The biotech crop regulatory process
Companies or organizations developing biotech products must go through thorough regulatory processes, too. They must complete testing before gaining marketing approval for specific use as energy crops, animal feed, human food, imports, and commercial cultivation in general. Not all regulatory approvals are mandatory, but it is within the best interest of developers to complete all voluntary submissions given the legal ramifications if problems arise. All GMO foods on the market today have undergone full review.
Tests evaluating the environmental and human health impacts of the traits of pesticide (herbicides, insecticides, fungicides, and the like) introduced into biotech crops are submitted to the EPA. Crops containing Bt toxins (Cry proteins) to ward off insect pests fall under this jurisdiction, although not all crops contain pesticide traits.

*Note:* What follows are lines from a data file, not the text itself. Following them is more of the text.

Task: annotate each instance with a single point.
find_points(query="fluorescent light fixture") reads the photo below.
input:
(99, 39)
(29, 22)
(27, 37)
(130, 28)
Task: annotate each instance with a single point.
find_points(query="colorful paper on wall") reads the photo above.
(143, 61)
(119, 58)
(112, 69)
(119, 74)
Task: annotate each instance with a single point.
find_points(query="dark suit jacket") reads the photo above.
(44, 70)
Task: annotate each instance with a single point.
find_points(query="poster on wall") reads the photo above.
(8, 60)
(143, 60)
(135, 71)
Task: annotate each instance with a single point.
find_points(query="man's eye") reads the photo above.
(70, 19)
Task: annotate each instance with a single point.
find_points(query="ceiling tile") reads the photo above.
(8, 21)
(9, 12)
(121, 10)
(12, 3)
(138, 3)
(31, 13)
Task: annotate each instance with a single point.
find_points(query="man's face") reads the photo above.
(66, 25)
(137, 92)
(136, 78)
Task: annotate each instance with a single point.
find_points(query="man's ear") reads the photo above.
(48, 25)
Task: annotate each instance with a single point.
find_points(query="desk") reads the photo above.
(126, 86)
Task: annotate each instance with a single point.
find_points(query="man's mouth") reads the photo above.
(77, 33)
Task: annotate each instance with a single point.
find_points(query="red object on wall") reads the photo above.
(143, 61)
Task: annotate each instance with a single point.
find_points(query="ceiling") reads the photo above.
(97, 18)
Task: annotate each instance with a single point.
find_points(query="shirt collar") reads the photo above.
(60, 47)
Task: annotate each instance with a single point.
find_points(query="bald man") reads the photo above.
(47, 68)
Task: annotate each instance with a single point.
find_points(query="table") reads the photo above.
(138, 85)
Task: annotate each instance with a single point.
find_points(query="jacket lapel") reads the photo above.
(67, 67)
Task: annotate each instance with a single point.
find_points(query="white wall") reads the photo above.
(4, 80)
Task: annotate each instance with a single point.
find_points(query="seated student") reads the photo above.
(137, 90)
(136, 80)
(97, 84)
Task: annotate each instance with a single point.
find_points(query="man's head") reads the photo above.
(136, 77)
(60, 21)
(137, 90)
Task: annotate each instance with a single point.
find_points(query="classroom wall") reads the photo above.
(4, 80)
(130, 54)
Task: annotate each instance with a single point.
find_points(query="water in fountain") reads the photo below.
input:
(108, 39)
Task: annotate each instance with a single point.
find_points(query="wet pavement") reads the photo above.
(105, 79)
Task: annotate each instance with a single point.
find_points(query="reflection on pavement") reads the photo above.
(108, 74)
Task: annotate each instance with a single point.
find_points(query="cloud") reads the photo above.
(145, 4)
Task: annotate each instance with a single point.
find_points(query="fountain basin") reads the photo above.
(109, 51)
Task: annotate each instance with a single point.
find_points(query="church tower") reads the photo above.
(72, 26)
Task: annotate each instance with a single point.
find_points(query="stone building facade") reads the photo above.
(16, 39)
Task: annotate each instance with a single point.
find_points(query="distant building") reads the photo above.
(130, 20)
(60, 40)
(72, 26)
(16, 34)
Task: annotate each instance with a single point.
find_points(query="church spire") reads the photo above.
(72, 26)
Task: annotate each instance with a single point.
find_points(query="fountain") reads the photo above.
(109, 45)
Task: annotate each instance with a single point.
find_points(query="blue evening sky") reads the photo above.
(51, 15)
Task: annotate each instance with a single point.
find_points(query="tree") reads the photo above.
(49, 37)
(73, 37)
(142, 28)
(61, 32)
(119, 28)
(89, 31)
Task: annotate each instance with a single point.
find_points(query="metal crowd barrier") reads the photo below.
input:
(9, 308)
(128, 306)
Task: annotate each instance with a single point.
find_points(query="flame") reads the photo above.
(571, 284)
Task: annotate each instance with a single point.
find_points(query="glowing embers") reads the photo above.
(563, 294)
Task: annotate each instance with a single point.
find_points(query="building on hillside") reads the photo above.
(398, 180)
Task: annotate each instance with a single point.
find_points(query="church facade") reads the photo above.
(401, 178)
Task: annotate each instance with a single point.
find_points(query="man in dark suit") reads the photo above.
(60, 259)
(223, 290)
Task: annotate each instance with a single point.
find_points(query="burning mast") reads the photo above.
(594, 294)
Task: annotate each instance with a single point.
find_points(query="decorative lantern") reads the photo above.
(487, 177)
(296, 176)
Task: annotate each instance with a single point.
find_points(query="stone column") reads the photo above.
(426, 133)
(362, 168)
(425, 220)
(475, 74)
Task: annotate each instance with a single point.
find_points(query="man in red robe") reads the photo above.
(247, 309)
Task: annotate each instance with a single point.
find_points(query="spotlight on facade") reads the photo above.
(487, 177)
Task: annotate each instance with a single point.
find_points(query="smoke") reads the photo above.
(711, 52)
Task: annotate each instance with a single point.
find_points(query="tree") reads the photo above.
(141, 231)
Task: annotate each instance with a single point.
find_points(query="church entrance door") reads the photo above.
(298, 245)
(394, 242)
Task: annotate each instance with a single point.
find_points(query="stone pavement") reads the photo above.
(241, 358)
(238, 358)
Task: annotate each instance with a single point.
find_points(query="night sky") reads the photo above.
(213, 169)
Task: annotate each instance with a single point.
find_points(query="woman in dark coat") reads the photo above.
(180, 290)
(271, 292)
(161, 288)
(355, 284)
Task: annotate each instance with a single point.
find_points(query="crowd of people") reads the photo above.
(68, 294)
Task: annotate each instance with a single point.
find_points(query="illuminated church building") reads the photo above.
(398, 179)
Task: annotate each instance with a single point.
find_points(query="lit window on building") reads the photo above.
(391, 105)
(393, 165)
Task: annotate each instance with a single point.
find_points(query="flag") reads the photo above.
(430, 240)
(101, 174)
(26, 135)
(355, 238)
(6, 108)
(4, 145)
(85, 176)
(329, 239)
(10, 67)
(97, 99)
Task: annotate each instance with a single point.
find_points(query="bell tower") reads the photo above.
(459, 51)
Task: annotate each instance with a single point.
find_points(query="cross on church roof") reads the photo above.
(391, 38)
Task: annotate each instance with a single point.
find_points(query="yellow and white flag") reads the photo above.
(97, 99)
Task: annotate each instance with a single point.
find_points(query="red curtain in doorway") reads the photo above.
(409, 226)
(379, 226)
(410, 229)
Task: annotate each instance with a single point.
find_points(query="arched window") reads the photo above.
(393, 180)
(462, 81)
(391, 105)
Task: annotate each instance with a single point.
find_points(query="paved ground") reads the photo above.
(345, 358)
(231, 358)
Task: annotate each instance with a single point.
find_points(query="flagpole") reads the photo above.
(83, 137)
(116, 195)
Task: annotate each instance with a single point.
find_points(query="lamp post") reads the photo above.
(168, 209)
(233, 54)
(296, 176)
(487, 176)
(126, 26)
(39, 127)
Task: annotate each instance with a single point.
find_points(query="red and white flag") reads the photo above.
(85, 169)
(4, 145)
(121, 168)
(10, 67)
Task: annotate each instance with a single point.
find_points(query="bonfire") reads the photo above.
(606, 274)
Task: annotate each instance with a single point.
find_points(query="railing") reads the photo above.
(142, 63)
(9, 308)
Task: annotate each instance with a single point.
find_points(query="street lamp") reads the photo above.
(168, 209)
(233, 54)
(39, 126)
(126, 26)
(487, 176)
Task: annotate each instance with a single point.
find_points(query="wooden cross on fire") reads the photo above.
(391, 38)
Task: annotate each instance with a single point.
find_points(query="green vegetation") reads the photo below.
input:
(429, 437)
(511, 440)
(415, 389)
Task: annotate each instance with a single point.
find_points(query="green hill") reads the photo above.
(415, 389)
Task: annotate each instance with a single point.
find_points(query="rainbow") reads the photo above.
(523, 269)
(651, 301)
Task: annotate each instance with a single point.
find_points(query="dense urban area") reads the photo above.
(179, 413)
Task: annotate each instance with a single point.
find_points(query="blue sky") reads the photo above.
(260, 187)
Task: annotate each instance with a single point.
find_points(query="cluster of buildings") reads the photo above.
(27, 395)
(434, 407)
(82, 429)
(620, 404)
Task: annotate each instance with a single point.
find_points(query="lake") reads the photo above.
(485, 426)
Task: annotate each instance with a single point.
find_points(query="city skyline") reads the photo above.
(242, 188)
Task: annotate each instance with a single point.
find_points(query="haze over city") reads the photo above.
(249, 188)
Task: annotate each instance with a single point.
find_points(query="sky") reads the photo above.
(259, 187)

Information about how and where biotech crops are grown during field tests is submitted to the USDA. The agency is responsible for ensuring that tests are conducted under controlled conditions and evaluating the environmental consequences of planting biotech crops. In addition, the USDA keeps track of where engineered crops are commercially grown and harvested.
Recently, the largest concern for consumers has been the perceived health risks posed by GMO foods. Luckily, a detailed analysis is conducted for each product. Data from health and safety assessments are submitted to the FDA for regulatory approval, which largely focuses on proving substantial equivalence, or that a new food or ingredient is similar to existing foods and ingredients. That requires analysis that shows comparable fat, protein, amino acid, vitamin, mineral, and starch content compared with similar foods.

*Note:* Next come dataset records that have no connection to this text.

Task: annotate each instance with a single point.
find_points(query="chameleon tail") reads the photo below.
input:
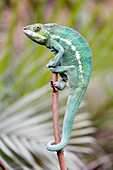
(73, 103)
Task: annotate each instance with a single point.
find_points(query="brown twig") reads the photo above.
(60, 154)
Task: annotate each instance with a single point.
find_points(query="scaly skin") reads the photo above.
(72, 61)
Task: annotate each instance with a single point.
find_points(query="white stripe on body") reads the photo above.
(74, 49)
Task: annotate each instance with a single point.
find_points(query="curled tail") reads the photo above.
(73, 103)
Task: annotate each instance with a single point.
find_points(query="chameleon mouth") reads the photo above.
(32, 34)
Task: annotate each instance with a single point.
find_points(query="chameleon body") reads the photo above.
(72, 61)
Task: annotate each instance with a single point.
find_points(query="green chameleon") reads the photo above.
(72, 61)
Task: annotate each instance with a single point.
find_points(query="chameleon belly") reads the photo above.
(72, 61)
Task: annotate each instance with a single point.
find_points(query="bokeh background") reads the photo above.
(25, 93)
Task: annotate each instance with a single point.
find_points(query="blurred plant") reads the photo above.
(25, 113)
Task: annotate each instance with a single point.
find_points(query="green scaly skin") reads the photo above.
(72, 61)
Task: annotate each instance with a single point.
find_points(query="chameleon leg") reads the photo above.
(60, 84)
(76, 94)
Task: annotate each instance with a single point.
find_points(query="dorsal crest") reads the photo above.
(50, 25)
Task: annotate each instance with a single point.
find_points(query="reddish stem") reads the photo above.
(60, 154)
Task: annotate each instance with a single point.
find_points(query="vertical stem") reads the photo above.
(60, 154)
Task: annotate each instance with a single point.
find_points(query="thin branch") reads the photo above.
(60, 154)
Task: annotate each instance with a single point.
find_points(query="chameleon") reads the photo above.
(73, 61)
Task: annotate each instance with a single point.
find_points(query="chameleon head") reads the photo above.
(37, 33)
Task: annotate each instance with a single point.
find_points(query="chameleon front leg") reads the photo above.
(60, 50)
(60, 85)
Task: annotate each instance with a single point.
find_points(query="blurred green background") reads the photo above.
(25, 94)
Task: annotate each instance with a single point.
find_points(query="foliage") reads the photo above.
(25, 96)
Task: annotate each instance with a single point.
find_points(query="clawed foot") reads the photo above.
(57, 85)
(51, 64)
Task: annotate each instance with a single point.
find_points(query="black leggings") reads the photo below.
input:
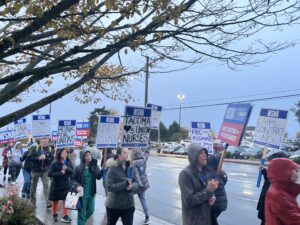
(5, 170)
(114, 214)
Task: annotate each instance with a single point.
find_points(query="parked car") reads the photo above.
(252, 153)
(295, 155)
(272, 153)
(169, 147)
(218, 146)
(180, 150)
(247, 144)
(185, 143)
(235, 151)
(289, 147)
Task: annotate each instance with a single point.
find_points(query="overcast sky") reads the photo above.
(202, 84)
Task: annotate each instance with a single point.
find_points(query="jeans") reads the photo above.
(27, 180)
(126, 215)
(34, 181)
(142, 197)
(87, 209)
(14, 172)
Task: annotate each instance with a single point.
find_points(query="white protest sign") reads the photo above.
(155, 115)
(66, 133)
(41, 126)
(270, 128)
(201, 134)
(20, 129)
(137, 126)
(6, 136)
(107, 132)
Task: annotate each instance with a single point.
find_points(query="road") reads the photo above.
(164, 195)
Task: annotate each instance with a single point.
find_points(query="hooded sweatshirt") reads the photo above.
(281, 207)
(194, 194)
(15, 155)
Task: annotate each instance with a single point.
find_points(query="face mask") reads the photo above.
(298, 177)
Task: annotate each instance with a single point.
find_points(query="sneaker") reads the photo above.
(147, 220)
(66, 219)
(55, 217)
(49, 205)
(33, 202)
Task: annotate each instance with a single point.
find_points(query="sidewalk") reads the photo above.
(98, 218)
(240, 161)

GMO foods or ingredients that are substantially equivalent to existing foods but have other unique characteristics are subject to further testing, as are foods not deemed substantially equivalent. Similarly, the toxicity and allergenicity of foods are studied in animal testing, which must meet regulatory guidelines for approval.

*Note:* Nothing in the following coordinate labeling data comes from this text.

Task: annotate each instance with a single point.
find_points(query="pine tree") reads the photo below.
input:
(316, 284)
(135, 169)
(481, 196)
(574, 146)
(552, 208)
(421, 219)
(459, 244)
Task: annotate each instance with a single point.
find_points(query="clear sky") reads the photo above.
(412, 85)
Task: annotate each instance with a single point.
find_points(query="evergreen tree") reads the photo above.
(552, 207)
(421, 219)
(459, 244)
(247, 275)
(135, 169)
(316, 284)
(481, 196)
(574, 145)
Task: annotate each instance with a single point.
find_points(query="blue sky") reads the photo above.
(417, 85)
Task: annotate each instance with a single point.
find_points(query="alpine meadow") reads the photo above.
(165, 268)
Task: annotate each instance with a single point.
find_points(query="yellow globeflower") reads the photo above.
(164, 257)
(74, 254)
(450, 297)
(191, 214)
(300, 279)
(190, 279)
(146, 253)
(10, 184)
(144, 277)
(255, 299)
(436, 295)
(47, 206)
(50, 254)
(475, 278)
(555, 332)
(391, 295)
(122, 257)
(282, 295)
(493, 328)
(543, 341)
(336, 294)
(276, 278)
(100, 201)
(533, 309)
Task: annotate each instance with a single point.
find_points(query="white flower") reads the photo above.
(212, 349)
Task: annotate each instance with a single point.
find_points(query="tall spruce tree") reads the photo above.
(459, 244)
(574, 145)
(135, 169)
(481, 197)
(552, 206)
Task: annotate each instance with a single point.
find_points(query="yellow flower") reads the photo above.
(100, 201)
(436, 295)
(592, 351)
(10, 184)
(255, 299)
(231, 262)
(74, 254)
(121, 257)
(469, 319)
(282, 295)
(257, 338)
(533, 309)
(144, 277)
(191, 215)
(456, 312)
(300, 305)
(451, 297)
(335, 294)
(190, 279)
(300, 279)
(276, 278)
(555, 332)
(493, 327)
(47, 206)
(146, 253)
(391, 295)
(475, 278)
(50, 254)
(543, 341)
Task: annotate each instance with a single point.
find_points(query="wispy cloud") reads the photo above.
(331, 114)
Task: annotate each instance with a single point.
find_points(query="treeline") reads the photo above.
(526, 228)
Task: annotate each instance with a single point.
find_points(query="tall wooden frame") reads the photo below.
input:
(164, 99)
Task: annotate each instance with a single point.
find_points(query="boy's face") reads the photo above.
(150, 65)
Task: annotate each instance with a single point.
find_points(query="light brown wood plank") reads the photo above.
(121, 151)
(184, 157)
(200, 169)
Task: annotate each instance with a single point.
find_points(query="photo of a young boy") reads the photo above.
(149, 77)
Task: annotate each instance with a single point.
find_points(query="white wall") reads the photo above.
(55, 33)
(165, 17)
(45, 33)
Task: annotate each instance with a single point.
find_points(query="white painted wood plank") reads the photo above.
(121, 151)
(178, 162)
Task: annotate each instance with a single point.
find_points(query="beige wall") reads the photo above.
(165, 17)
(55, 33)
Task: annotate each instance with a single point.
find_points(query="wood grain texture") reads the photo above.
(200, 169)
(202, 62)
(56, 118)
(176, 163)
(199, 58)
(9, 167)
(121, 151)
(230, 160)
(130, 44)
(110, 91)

The FDA requires a label if a food contains an unusual amount of a nutrient that a consumer would otherwise not expect, or if elevated levels of allergens are detected. Otherwise, no label is necessary, because the process in which a product is created conveys no meaningful information to the consumer. Not every GMO food will be required to pass through all three regulatory agencies, but each body has the legal power to seek immediate removal from the market should concerns under their jurisdiction arise.
Foolish bottom line
While no regulatory process is foolproof and recalls for pharmaceutical compounds and GMO foods have occurred, I get the feeling most people aren't aware of just how difficult it is to get a product to the market. Scientists at Monsanto and its peers aren't bursting out of labs, throwing seeds into the ground, and grabbing the nearest hose to irrigate their new creation. I hope that illustrating the regulatory process GMO products must go through helps quell any fears you may have about the safety of such products.